The Problem: A Reactive System Built on Warrants and Thresholds
Ontario’s transportation framework has long relied on what engineers call warrant-based design. Under this system, safety upgrades like pedestrian crossings, signals, or traffic calming are only added after certain thresholds are met, such as:
- High collision counts
- High traffic volumes
- Measurable injury patterns
This means interventions often come after harm has already occurred.
This reactive approach also:
- Prioritizes vehicle throughput over human safety
- Leaves municipalities with uneven implementation capacity
- Increases long-term healthcare and emergency response costs
- Erodes public trust as communities demand safer streets
The Engineering-First Solution: A Safe System Approach
A modern Safe System framework flips this paradigm. Instead of reacting to proven harm, Safe System design:
- Assumes human error
- Uses geometry and speed design to minimize crash severity
- Creates streets where safe behaviour is the natural default
- Ensures survivability is built into the physical environment
This approach is grounded in physics and human factors, not enforcement. And it works. Cities like Hoboken (NJ) and Oslo (Norway) have not had a road death in years. These gains were achieved primarily through design, not additional enforcement.
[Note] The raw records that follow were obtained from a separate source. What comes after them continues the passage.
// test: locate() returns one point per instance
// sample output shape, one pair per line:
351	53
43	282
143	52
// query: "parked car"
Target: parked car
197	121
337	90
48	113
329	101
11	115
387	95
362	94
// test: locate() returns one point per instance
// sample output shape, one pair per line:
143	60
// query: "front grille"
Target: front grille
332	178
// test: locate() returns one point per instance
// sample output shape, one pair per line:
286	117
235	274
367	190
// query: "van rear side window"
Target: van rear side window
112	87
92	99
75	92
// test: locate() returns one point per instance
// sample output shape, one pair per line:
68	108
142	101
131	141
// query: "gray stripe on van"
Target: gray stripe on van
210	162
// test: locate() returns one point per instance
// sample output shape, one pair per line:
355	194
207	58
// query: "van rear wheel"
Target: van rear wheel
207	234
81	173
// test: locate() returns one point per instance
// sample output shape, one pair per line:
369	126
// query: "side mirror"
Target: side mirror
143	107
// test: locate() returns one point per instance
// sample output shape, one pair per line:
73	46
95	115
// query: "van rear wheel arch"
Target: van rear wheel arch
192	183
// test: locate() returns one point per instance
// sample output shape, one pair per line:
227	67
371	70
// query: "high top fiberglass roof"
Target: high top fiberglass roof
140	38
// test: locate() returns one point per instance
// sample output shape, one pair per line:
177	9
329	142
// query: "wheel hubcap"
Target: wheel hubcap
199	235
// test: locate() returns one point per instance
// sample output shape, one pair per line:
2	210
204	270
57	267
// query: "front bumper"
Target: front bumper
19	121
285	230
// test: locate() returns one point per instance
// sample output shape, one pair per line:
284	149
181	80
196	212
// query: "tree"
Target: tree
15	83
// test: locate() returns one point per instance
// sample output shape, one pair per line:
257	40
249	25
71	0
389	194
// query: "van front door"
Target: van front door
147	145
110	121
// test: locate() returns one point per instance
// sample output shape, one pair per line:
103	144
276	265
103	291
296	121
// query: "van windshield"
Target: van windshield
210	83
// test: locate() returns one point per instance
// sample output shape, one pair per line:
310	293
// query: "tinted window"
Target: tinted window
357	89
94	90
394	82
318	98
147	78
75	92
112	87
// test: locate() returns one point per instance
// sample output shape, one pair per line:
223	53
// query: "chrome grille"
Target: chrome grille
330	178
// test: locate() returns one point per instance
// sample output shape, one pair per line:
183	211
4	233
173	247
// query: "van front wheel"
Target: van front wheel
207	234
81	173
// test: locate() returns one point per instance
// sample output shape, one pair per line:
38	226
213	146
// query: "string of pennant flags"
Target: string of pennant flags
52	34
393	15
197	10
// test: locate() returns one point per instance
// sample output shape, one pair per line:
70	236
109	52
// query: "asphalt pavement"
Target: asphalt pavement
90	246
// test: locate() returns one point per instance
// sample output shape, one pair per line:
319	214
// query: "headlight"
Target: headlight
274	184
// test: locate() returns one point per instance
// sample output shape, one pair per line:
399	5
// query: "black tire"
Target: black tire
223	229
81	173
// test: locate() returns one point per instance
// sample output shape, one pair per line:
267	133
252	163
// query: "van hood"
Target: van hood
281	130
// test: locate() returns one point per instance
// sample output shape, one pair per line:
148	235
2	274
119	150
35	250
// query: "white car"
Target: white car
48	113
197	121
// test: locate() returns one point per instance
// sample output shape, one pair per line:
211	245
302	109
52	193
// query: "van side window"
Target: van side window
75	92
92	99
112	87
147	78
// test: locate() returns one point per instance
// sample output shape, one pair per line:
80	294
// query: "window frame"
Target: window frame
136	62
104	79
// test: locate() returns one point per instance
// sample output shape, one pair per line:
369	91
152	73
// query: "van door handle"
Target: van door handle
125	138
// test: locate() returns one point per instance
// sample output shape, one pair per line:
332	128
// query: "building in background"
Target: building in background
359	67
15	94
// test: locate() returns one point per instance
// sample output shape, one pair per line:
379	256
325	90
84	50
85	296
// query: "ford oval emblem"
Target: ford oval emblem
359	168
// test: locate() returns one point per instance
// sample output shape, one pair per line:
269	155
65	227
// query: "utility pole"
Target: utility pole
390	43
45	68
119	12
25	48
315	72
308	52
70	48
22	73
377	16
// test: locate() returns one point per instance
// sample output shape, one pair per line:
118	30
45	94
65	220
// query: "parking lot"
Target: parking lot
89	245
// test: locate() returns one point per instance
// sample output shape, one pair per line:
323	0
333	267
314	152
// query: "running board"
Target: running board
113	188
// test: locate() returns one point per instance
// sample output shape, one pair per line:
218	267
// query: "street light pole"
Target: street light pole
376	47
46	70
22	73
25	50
By working with its engineers, Ontario can become a global leader by designing safe, effective roads in North America.
OSPE’s Four Key Recommendations to the Ministry of Transportation
1. Establish a Safe System Ontario Traffic Manual Overhaul Committee
OSPE recommends a comprehensive review of all Ontario Traffic Manuals, led by:
- 50% Canadian experts
- 50% international Safe System leaders
- Representation from municipalities, academia, private engineering firms, and emergency services
The committee would issue a final report and identify legislative changes needed to implement the new design standards.
2. Replace Warrant-Based Criteria with Risk-Based Design
Instead of waiting for collisions to justify safety improvements, OSPE recommends:
- Context-driven, proactive criteria
- Prioritizing community and school zones
- Designing for human-body tolerance and actual operating speeds
This ensures safety before tragedy occurs.
3. Integrate Dynamic and Geometric Speed Management
Safer road design means embedding features such as:
- Self-enforcing geometry
- Protected intersections
- Context-appropriate speeds
- Modern traffic-calming and separation designs
4. Provide Engineers with Modern Tools, Training, and Data
Ontario’s engineers need updated:
- Modelling tools
- Risk-prediction frameworks
- Training in Safe System design
- Access to standardized datasets and guidance
This empowers the profession to implement consistent, evidence-based solutions provincewide.
OSPE Remains Ready to Support the Province
OSPE’s submission calls on Ontario to align itself with the world’s most effective road safety models. The engineering profession stands ready to support this transition through technical expertise, research, training, and policy collaboration.
We thank Minister Sarkaria and the Ministry of Transportation for their leadership and welcome continued discussion on advancing Safe System design across Ontario.